Immune activating cytokines Interferon (IFN)-γ and Tumor necrosis factor (TNF)-α are known to activate macrophages for killing of Leishmania parasite. IFN-γ provides therapeutic potential while TNF-α has been recognized to mediate protection in visceral model of infection. In the present study we investigated whether combination of IFN-γ and TNF-α has better therapeutic strength than individually using one of these cytokines in Visceral Leishmaniasis (VL) patients. We performed combined blockade of IFN-γ and TNF-α in VL splenic biopsies and demonstrated it's impact on number of viable amastigotes and cytokine production. Additionally, selective depletion of splenic cell subsets was performed to establish the cellular sources of IFN-γ and TNF-α. Treatment of splenic aspirate cells with combination of anti-IFN-γ and anti-TNF-α monoclonal antibodies for 72 hours enabled no direct additive impact of these cytokines on parasite replication and IL-10 secretion, but IL-4 production was induced. Further assessment of splenic biopsies put forward CD4+ T cells as a source of IFN-γ whereas CD14+ cells contribute towards TNF-α production.

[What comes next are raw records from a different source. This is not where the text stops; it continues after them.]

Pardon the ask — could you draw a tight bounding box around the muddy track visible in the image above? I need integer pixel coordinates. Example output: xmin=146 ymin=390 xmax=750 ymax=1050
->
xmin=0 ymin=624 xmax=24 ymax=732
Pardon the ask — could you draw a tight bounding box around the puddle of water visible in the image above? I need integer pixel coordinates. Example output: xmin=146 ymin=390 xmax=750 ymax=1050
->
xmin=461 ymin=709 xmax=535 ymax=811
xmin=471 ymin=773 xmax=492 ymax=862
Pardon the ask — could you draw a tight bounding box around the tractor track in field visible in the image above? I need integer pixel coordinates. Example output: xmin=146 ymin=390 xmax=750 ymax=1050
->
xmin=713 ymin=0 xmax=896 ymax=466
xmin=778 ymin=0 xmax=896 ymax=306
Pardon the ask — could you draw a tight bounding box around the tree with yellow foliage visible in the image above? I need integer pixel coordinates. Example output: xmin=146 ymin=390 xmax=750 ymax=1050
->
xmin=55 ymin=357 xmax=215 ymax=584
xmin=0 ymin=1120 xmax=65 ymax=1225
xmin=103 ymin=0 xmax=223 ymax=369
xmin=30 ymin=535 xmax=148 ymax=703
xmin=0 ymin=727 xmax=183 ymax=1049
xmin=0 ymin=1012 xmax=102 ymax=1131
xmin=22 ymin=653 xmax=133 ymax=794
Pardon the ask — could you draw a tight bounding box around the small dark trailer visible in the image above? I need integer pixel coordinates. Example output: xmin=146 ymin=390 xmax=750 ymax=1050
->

Overall our results suggest, the interplay of pro-inflammatory cytokines IFN-γ derived from CD4+T lymphocytes and TNF-α from CD14+ cells has no direct additive impact on parasite replication but induces IL-4 production. Our data does not support direct targeting of IFN-γ and TNF-α for combination therapy but targeting these cytokines as an adjuvant in patients with exaggerated tissue inflammatory responses can have favourable patient outcome.